Theodora, Lincoln Center for the Performing Arts, Alice Tully Hall, October 31

Conductor, harpsichordist, and musicologist William Christie will lead the Choir and Orchestra of Les Arts Florissants at Lincoln Center's Alice Tully Hall in a new concert version of Theodora, Handel's dramatic oratorio, and the next to last one he wrote. Composed in 1749, the work is based on the 17th-century novel The Martyrdom of Theodora and Didymus, and tells the story of two Christian martyrs in 3rd-century Antioch under the reign of Emperor Diocletian's persecution of Christians. The main characters are the grief-stricken Christian woman Theodora (sung by English soprano Katherine Watson), and her lover, the soldier Didymus (French countertenor Philippe Jaroussky), who is secretly also a Christian. Both are put to death by the Roman governor Valens.
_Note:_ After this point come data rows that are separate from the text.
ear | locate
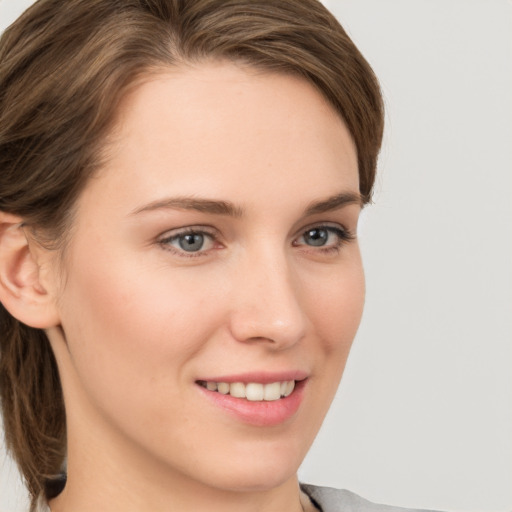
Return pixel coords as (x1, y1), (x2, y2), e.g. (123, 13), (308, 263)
(0, 212), (60, 329)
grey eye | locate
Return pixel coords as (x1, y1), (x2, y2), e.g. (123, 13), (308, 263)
(177, 233), (204, 252)
(303, 228), (329, 247)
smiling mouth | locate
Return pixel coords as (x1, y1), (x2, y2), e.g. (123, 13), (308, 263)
(198, 380), (295, 402)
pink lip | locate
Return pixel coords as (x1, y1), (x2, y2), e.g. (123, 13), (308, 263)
(198, 370), (308, 384)
(197, 372), (307, 427)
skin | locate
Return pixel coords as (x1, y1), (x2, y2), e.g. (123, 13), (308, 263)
(35, 63), (364, 512)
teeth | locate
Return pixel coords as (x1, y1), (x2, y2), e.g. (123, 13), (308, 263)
(217, 382), (229, 395)
(201, 380), (295, 402)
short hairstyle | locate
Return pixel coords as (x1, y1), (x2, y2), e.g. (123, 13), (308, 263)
(0, 0), (383, 510)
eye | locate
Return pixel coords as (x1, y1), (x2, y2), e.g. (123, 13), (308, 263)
(159, 229), (215, 256)
(293, 226), (354, 250)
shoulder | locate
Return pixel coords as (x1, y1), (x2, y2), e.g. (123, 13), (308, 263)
(301, 484), (442, 512)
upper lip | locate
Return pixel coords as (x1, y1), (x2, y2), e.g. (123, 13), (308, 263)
(198, 370), (309, 384)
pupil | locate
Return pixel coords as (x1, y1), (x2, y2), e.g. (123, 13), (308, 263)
(304, 229), (329, 246)
(179, 234), (204, 252)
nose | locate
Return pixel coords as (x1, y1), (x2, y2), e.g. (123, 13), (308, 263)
(230, 247), (307, 350)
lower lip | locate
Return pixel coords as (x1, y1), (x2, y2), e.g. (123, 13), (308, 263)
(197, 380), (306, 427)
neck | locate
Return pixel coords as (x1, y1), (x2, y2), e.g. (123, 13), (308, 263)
(50, 416), (309, 512)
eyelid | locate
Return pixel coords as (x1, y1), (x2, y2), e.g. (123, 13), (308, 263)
(292, 222), (357, 253)
(157, 225), (220, 258)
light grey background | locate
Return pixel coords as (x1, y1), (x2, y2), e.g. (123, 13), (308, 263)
(0, 0), (512, 512)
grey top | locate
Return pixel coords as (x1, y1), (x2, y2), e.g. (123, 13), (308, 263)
(301, 484), (440, 512)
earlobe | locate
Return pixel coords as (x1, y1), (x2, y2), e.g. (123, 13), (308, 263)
(0, 212), (59, 329)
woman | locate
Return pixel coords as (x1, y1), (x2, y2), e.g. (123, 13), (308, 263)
(0, 0), (420, 512)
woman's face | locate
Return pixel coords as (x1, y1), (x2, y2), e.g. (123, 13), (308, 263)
(49, 63), (364, 489)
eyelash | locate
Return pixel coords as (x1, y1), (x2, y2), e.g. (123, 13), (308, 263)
(158, 224), (355, 258)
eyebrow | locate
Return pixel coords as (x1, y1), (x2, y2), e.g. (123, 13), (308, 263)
(132, 192), (363, 218)
(133, 197), (243, 217)
(306, 192), (363, 216)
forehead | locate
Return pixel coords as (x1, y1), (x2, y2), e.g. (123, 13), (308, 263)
(82, 62), (359, 214)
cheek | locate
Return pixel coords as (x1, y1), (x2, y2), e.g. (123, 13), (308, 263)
(58, 252), (213, 399)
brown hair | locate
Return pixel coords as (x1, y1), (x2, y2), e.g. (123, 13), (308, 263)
(0, 0), (383, 510)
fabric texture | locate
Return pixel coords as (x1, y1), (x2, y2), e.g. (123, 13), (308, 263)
(300, 484), (440, 512)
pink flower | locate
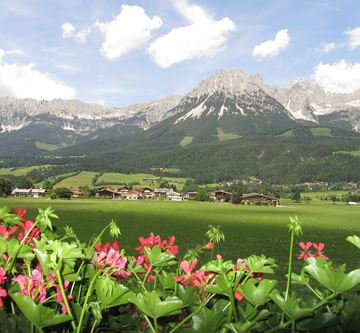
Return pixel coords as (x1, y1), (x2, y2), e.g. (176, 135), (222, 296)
(0, 288), (7, 308)
(313, 243), (329, 260)
(135, 232), (161, 254)
(161, 236), (179, 255)
(298, 242), (314, 260)
(18, 220), (40, 243)
(56, 280), (72, 313)
(12, 269), (47, 303)
(174, 259), (208, 288)
(0, 267), (6, 284)
(16, 208), (26, 219)
(93, 242), (131, 281)
(0, 225), (19, 239)
(204, 242), (214, 250)
(234, 284), (244, 302)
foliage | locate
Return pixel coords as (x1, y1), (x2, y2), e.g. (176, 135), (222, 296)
(0, 208), (360, 333)
(49, 187), (71, 199)
(0, 177), (12, 197)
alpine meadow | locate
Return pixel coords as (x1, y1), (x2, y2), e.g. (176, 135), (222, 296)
(0, 0), (360, 333)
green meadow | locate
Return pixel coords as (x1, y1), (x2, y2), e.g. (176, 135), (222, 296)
(0, 198), (360, 275)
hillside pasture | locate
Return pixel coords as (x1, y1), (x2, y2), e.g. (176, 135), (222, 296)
(54, 171), (96, 188)
(0, 198), (360, 275)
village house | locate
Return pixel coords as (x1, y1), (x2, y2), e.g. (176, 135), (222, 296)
(210, 190), (231, 202)
(117, 186), (130, 198)
(166, 191), (183, 201)
(142, 187), (154, 199)
(240, 193), (280, 206)
(11, 188), (48, 198)
(126, 189), (144, 200)
(95, 188), (122, 199)
(184, 192), (198, 200)
(69, 187), (84, 198)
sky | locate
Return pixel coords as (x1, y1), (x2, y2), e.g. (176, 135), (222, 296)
(0, 0), (360, 106)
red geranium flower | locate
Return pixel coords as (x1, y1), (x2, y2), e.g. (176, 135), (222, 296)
(313, 243), (329, 260)
(0, 225), (19, 239)
(298, 242), (314, 260)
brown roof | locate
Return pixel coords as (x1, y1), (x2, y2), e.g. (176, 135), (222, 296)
(241, 193), (279, 200)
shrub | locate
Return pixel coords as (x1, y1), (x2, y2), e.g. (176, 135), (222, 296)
(0, 208), (360, 333)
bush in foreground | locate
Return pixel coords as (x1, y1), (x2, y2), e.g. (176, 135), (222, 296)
(0, 208), (360, 333)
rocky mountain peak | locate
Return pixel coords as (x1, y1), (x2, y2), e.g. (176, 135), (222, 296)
(187, 69), (263, 97)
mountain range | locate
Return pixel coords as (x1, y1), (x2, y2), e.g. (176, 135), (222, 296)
(0, 69), (360, 156)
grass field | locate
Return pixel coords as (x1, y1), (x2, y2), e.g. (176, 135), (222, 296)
(0, 198), (360, 282)
(0, 164), (52, 177)
(96, 173), (187, 190)
(301, 190), (349, 199)
(54, 171), (96, 188)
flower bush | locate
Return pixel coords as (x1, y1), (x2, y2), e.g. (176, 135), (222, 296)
(0, 208), (360, 333)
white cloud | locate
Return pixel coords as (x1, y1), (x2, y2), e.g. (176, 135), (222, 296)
(0, 49), (25, 60)
(0, 59), (76, 100)
(61, 22), (76, 38)
(95, 5), (162, 59)
(148, 0), (236, 68)
(344, 27), (360, 50)
(61, 22), (91, 43)
(56, 64), (83, 73)
(172, 0), (211, 23)
(312, 59), (360, 93)
(316, 42), (336, 54)
(252, 29), (290, 60)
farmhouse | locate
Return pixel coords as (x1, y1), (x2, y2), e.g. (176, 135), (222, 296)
(117, 186), (130, 198)
(184, 192), (197, 200)
(11, 188), (48, 198)
(126, 189), (144, 200)
(240, 193), (280, 206)
(95, 188), (121, 199)
(210, 190), (231, 202)
(142, 187), (154, 199)
(69, 187), (84, 198)
(166, 191), (183, 201)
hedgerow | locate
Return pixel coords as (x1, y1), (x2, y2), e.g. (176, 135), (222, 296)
(0, 208), (360, 333)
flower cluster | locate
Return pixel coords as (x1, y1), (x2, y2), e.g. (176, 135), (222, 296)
(135, 232), (179, 255)
(0, 267), (7, 308)
(12, 267), (72, 313)
(174, 259), (209, 289)
(0, 208), (41, 243)
(297, 242), (329, 260)
(93, 241), (131, 282)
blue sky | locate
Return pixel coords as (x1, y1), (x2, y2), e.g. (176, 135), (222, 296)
(0, 0), (360, 106)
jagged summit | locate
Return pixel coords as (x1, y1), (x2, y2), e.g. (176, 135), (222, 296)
(187, 69), (263, 97)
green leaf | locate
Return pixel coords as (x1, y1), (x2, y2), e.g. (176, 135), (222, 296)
(205, 274), (234, 296)
(304, 258), (360, 293)
(95, 279), (135, 309)
(239, 279), (277, 306)
(244, 255), (277, 274)
(181, 300), (229, 333)
(226, 321), (257, 333)
(346, 235), (360, 250)
(158, 271), (175, 289)
(10, 293), (72, 328)
(176, 284), (198, 308)
(0, 207), (21, 225)
(291, 273), (310, 286)
(130, 290), (184, 319)
(296, 312), (340, 332)
(35, 207), (58, 231)
(270, 290), (314, 321)
(110, 220), (121, 237)
(201, 259), (234, 274)
(144, 245), (176, 267)
(341, 296), (360, 332)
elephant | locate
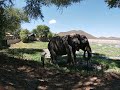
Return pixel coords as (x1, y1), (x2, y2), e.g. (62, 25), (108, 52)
(79, 35), (92, 64)
(48, 34), (92, 64)
(48, 34), (80, 64)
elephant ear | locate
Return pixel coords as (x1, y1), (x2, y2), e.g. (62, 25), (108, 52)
(66, 35), (72, 44)
(81, 35), (88, 43)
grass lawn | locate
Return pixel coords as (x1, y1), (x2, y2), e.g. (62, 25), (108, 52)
(1, 41), (48, 61)
(10, 41), (48, 49)
(2, 42), (120, 73)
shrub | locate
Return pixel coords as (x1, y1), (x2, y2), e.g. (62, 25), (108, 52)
(20, 29), (29, 43)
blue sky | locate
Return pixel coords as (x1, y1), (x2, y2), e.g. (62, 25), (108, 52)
(15, 0), (120, 37)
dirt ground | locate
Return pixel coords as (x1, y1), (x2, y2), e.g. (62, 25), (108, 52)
(0, 55), (120, 90)
(89, 39), (120, 45)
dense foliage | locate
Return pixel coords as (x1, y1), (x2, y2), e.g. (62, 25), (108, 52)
(20, 29), (29, 43)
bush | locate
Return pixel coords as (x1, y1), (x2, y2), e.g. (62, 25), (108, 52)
(20, 29), (29, 43)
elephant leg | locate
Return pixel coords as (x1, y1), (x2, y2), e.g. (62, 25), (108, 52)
(73, 51), (76, 64)
(66, 45), (74, 65)
(50, 50), (57, 64)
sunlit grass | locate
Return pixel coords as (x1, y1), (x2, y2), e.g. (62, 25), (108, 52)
(6, 42), (120, 72)
(10, 41), (48, 49)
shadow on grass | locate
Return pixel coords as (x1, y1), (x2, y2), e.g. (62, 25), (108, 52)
(0, 53), (120, 90)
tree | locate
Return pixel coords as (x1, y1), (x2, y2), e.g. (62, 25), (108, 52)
(0, 0), (120, 20)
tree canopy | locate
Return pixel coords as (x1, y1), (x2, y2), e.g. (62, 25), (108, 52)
(0, 0), (120, 19)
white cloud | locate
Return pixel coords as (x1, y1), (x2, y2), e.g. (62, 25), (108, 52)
(49, 19), (56, 24)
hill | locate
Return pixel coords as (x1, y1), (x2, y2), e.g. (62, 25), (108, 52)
(58, 30), (96, 39)
(98, 37), (120, 40)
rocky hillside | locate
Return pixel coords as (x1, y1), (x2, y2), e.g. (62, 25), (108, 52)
(58, 30), (96, 39)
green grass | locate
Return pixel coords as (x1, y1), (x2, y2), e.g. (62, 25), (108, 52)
(1, 41), (48, 61)
(1, 42), (120, 73)
(10, 41), (48, 49)
(91, 44), (120, 57)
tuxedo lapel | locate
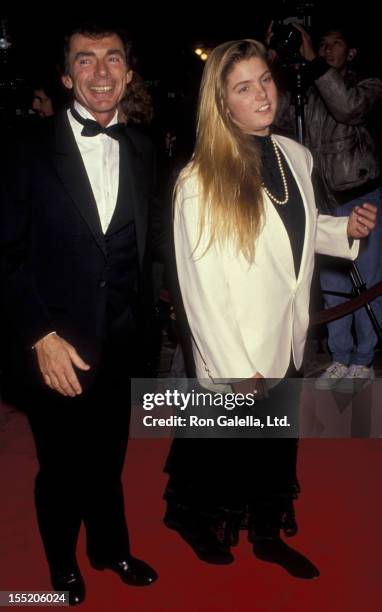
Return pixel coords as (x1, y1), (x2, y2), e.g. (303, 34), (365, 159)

With a poignant score dominated by music in a minor key, Theodora made no concessions to popular tastes of the time and in response to the public's cool initial reception, Handel allegedly wrote, "It doesn't matter; the music will only sound better for it." Christie first led Theodora in now-legendary 1996 performances of Peter Sellars' controversial staging of the oratorio at the Glyndebourne Festival, and has since conducted acclaimed presentations of the work with Les Arts Florissants and released a highly praised recording on the Erato label.

The performance of Theodora is part of Lincoln Center's Great Performers series and White Light Festival and will be preceded by dates at Paris' Théâtre des Champs Elysées (staged version) on October 10, 13, 16, 18, and 20 and an engagement at Amsterdam's Concertgebouw on November 7 (concert version).

To mark the occasion of this new production of Theodora, Erato/Warner Classics has re-issued a 3 CD edition of its original 2003 release.

Les Fêtes vénitiennes, Brooklyn Academy of Music, April 2016 (U.S. Premiere), April 14, 16 and 17, 2016

Following the world premiere of director Robert Carsen's production of André Campra's tremendously entertaining opera-ballet Les Fêtes vénitiennes at Paris' Opéra Comique, William Christie will take the podium at BAM to conduct the work with the Orchestra and Choir of Les Arts Florissants. First premiered at the Académie royale de Musique in 1710 to great success, Les Fêtes vénitiennes is a combination of small dramas, song, dance, and witty intrigue that supports a commedia dell'arte ambiance and the atmosphere of the Venice Carnival. Campra was one of the 18th century's most brilliant innovators and can be credited with the genesis of the opera-ballet genre. He demonstrated a biting observation of social mores through his works, and together with Les Fêtes librettist Antoine Danchet, an incisive criticism of Parisian theater.

The BAM run will be preceded by performances at Théâtre du Capitole in Toulouse, France on February 23 - 28, 2016. Les Fêtes vénitiennes is a production of Opéra Comique, co-produced with Les Arts Florissants.

Serious Airs and Drinking Songs (Airs sérieux et à boire) II

Memorial Hall, Chapel Hill, NC April 20, 2016

New Hall, Kansas City, MO April 23, 2016

Serious Airs and Drinking Songs will find William Christie at the harpsichord-and occasionally joining in the action-with five up-and-coming vocalists singing songs of love, loss, and licentiousness. The simple music dates back to the 17th century and belongs to a genre known as air de cour. Rooted in popular culture, the air de cour was adored by high society and applied to all kinds of poetry, from drinking and dancing songs to spiritual airs. Michel Lambert-Lully's father-in-law-was one of the form's most celebrated champions, and much of his work will be heard in this program, which follows a loosely constructed narrative with minimal staging. The First Chapter of Serious Airs and Drinking Songs was presented last season-touring in Miami, Los Angeles and San Francisco-and told the story of a marriage. This season's Chapter Two portrays an acting troupe at work with a "love conquers all" theme. The music will include excerpts from Charpentier's Pastoraletta, as well as airs by Lambert, Moulinié, Charpentier and Le Camus exposing the petty intrigues of the troupe members. Serious Airs and Drinking Songs will also be presented at the Théâtre de Caen (April 2), London's Wigmore Hall (April 4), and the Paris Philharmonie (April 6).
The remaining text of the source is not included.